April, who performs conversions to ebook formats, knows this ground well. For most ebooks, text is one long stream of data, paginated on the fly by the ereading device itself. As soon as your text enters this elastic space, it can be manipulated by users for their own convenience. The font you selected can be replaced, and sizes, line endings, page breaks and other parts of the infrastructure of the book are rendered irrelevant.
Craig Mod, in his great post about ebook reading last year, Books in the Age of the iPad, argued that the Apple iPad was the first reader to be able to display books with the same kind of accuracy in presenting content that printed books do.
He goes on:
The metaphor of flipping pages already feels boring and forced on the iPhone. I suspect it will feel even more so on the iPad. The flow of content no longer has to be chunked into ‘page’ sized bites . . . In printed books, the two-page spread was our canvas. It’s easy to think similarly about the iPad. Let’s not. The canvas of the iPad must be considered in a way that acknowledge the physical boundaries of the device, while also embracing the effective limitlessness of space just beyond those edges.
Trapped in the Past, But At Least There’s Something to Read
Looking at the EPUB versions of lots of books can be dispiriting to a designer. But we are in a primitive and transitional time for books, and we all know it.
Ebooks remind me today of character-mode displays of 20 years ago. We ran programs on what were essentially terminals with green screens and a single set of characters. You had to know how to enter command-line code to get anything done. When I brought home my first PC, I spent an hour typing at the C: prompt and receiving only this in reply:
Unknown command or filename
From there to Mac OS10, the iPhone and the iPad is quite a journey in itself. But ebooks, from what I can see, are still in their infancy.
Partly this is due to the current level of technology, certain to change quickly over the next couple of years. But even more, it’s longstanding habits and cultural memory that will change next.
Then we won’t need sophisticated electronics to spend their energy imitating old books and graceful page turns. Text will leap out of the need for the “page” itself, and connect with all the media converging on these mobile platforms like the iPad.
From the time people started to bind together sheaves of paper, creating the first books, until today, text has been displayed in only a couple of ways. And books, the standard unit of text communication, still use materials and operate by rules laid down in the sixteenth century.
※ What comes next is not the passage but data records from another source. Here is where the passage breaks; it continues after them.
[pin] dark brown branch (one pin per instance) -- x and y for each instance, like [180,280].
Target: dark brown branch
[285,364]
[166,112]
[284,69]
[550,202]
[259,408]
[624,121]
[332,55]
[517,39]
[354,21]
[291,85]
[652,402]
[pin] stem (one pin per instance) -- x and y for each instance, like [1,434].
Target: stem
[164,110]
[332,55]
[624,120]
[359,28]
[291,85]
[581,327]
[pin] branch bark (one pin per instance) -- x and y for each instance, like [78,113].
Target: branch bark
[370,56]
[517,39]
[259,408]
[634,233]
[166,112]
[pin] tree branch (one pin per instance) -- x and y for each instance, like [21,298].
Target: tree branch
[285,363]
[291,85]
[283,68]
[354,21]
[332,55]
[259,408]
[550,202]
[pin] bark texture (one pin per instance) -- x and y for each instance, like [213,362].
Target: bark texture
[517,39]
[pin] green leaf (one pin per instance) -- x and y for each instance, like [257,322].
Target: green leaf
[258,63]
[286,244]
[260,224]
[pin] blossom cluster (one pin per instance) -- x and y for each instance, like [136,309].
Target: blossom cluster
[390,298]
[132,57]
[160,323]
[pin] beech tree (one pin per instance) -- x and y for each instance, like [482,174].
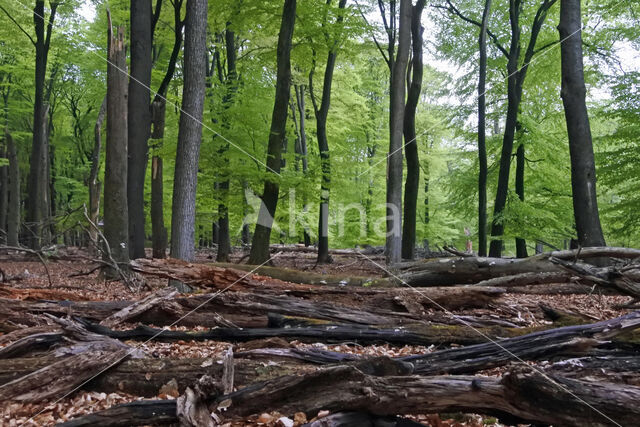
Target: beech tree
[262,234]
[189,132]
[583,170]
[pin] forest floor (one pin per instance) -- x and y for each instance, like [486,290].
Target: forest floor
[30,281]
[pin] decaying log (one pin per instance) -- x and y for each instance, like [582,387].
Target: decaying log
[145,377]
[569,340]
[521,394]
[470,270]
[87,354]
[250,309]
[139,307]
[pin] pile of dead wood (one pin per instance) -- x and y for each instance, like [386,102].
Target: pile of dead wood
[574,374]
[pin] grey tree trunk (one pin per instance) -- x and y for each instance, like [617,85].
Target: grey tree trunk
[583,170]
[393,246]
[322,113]
[115,175]
[139,119]
[521,244]
[13,199]
[189,132]
[38,181]
[482,132]
[224,234]
[158,107]
[95,186]
[261,237]
[414,80]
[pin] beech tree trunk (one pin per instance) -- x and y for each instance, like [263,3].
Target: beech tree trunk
[393,245]
[158,108]
[583,171]
[262,235]
[13,200]
[521,244]
[38,205]
[95,186]
[409,130]
[322,113]
[517,74]
[189,132]
[115,177]
[482,133]
[139,119]
[224,235]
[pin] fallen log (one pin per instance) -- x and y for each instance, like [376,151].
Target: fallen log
[521,394]
[470,270]
[250,309]
[86,355]
[145,377]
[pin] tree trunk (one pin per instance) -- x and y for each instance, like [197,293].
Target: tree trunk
[95,186]
[322,114]
[224,235]
[521,244]
[13,201]
[393,247]
[583,171]
[190,132]
[516,77]
[38,182]
[411,145]
[158,229]
[139,119]
[159,105]
[262,235]
[482,126]
[115,175]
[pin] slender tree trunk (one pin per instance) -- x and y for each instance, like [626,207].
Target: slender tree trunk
[95,186]
[4,190]
[139,117]
[521,244]
[13,199]
[262,235]
[393,247]
[158,108]
[158,229]
[517,75]
[482,125]
[300,102]
[38,181]
[224,235]
[189,132]
[583,170]
[322,113]
[115,176]
[411,145]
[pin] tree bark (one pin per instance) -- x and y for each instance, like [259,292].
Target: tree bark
[224,235]
[139,119]
[322,113]
[95,186]
[189,132]
[409,130]
[583,171]
[115,177]
[13,200]
[482,137]
[158,108]
[393,246]
[38,200]
[262,236]
[521,244]
[516,78]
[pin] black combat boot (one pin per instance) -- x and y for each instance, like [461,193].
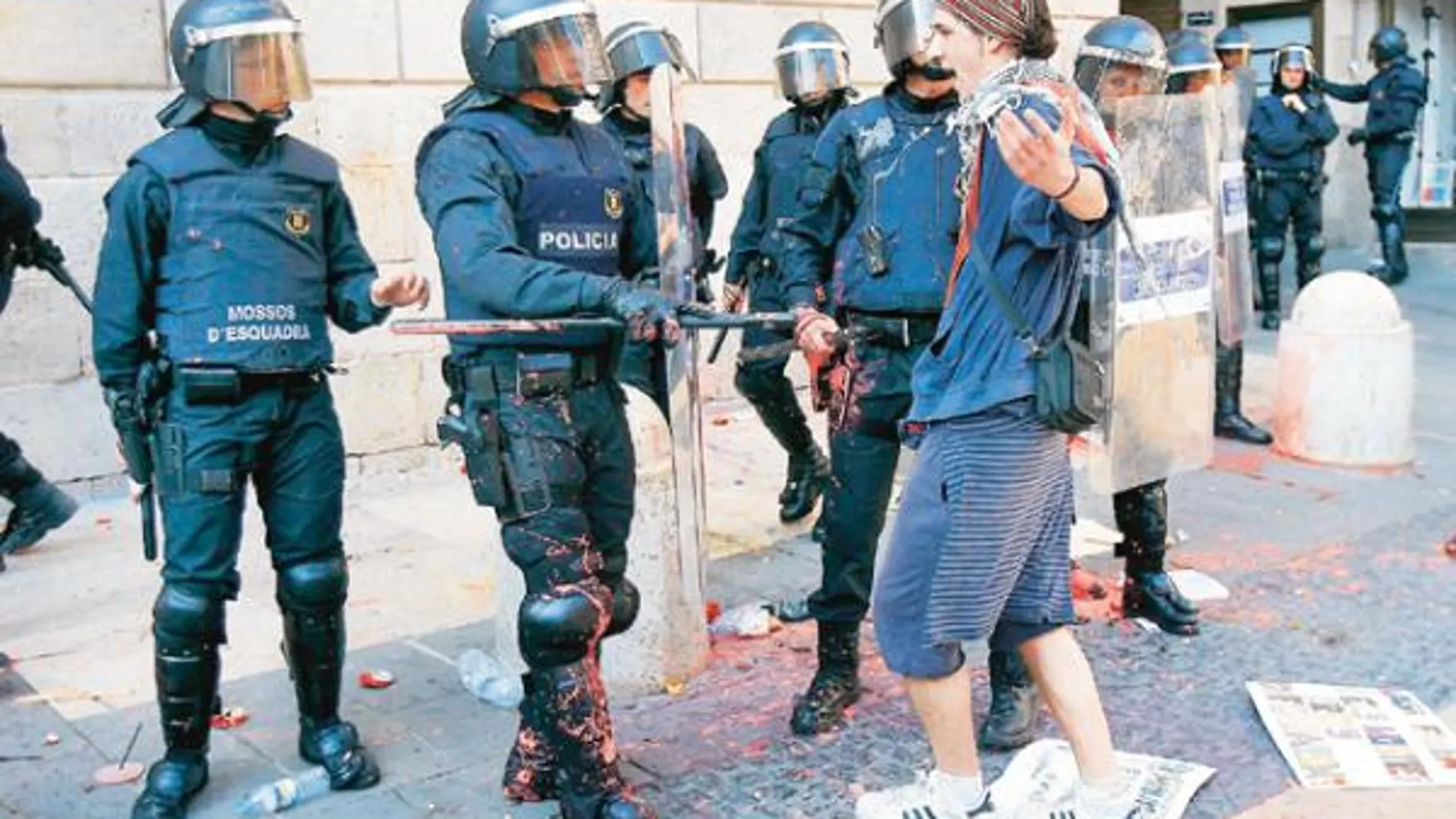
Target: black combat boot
[1268,291]
[313,646]
[1142,516]
[836,684]
[40,506]
[572,703]
[189,631]
[1012,719]
[808,474]
[1228,416]
[530,770]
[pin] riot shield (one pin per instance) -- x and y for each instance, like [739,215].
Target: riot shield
[674,242]
[1150,294]
[1234,290]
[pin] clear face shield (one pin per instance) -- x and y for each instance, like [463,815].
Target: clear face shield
[810,70]
[258,64]
[904,28]
[559,47]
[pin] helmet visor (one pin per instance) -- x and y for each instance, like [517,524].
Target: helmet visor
[641,48]
[903,29]
[558,47]
[258,64]
[812,67]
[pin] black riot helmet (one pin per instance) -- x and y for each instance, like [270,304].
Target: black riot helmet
[812,60]
[522,45]
[1192,67]
[1120,57]
[634,48]
[902,32]
[1388,45]
[248,53]
[1292,56]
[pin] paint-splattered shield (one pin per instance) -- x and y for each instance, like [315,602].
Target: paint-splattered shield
[674,244]
[1234,290]
[1150,294]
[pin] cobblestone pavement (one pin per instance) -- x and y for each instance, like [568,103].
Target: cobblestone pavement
[1336,575]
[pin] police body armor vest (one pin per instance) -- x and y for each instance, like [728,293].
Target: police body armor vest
[571,211]
[899,251]
[637,147]
[788,146]
[245,275]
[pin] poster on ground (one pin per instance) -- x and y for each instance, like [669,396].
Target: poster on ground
[1340,736]
[1040,781]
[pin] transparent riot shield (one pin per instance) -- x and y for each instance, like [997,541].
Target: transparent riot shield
[1150,294]
[1234,288]
[674,242]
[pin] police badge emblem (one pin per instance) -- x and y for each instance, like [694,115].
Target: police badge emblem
[297,221]
[612,202]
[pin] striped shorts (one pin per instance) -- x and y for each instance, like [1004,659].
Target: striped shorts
[982,542]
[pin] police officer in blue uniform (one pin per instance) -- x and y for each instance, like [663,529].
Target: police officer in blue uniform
[38,505]
[1284,152]
[813,67]
[877,205]
[632,51]
[1397,95]
[236,246]
[532,211]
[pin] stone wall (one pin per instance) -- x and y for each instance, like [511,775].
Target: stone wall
[80,84]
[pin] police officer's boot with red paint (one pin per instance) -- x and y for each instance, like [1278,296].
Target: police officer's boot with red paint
[1149,592]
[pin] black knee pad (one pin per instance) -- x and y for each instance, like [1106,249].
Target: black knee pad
[626,603]
[559,629]
[318,585]
[1271,249]
[187,618]
[759,383]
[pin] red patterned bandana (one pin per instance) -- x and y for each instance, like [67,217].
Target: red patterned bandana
[1001,19]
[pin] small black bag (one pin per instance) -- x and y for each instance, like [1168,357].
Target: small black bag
[1071,383]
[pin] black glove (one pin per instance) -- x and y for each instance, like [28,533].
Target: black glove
[648,313]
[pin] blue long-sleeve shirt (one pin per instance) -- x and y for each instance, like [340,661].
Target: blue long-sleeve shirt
[1281,139]
[1397,95]
[19,211]
[466,188]
[1030,242]
[139,215]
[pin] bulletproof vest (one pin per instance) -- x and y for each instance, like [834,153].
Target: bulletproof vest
[244,280]
[571,208]
[637,149]
[899,251]
[786,150]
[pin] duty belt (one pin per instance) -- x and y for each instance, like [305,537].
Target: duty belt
[520,373]
[231,386]
[899,332]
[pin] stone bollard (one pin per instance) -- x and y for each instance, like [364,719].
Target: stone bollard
[670,637]
[1346,388]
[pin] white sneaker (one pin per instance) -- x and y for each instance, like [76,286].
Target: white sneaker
[917,801]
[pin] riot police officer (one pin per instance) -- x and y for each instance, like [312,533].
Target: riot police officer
[1234,48]
[813,67]
[1286,153]
[877,208]
[38,505]
[1192,69]
[632,51]
[532,211]
[236,246]
[1120,57]
[1397,95]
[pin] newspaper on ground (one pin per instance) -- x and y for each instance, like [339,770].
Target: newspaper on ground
[1041,780]
[1339,736]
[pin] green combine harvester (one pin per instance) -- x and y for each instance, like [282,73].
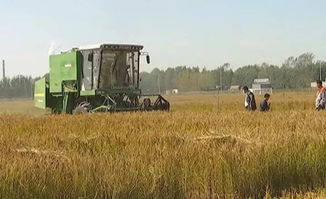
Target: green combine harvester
[103,78]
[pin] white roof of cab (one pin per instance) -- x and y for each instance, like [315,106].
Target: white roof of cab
[116,46]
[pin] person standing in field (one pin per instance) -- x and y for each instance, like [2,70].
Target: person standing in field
[265,105]
[250,102]
[321,96]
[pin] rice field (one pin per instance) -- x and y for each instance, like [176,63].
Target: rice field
[207,146]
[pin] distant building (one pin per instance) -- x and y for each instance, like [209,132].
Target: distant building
[314,84]
[261,86]
[172,92]
[235,88]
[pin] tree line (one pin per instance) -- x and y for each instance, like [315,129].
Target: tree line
[294,73]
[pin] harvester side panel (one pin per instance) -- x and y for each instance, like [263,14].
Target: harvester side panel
[63,67]
[40,93]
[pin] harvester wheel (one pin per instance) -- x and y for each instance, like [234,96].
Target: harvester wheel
[81,108]
[147,103]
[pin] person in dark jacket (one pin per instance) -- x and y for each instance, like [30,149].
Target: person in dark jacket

Here are a few things I’m looking for in tomorrow’s ebook experience:
- Text in pages, and not in pages—there are so many ways text can be displayed that might start from the page / spread metaphor, but then go completely beyond it.
- Text in three dimensions—hyperlinks created the first kind of experience of text in dimensions, where depth becomes a factor. Ebooks are perfect vehicles for this type of content-layering.
- Flexibility of the display, not just the content—and by that I mean presenting an eInk-type screen like the Kindle when only text is involved, and a high-resolution color screen like the iPad when other media come into play. Why do we have to choose?
- Dynamic graphics that interact with the text—breaking down the wall between graphics and text is something ebooks can accomplish in totally new ways.
- Context sensitive, location sensitive, environmentally sensitive—harnessing all the computing power in next-generation tablets and other convergent devices can make text responsive to the reader in many new ways.
So my question is, when will ebooks break out of the mold of the printed book? And then what will they look like?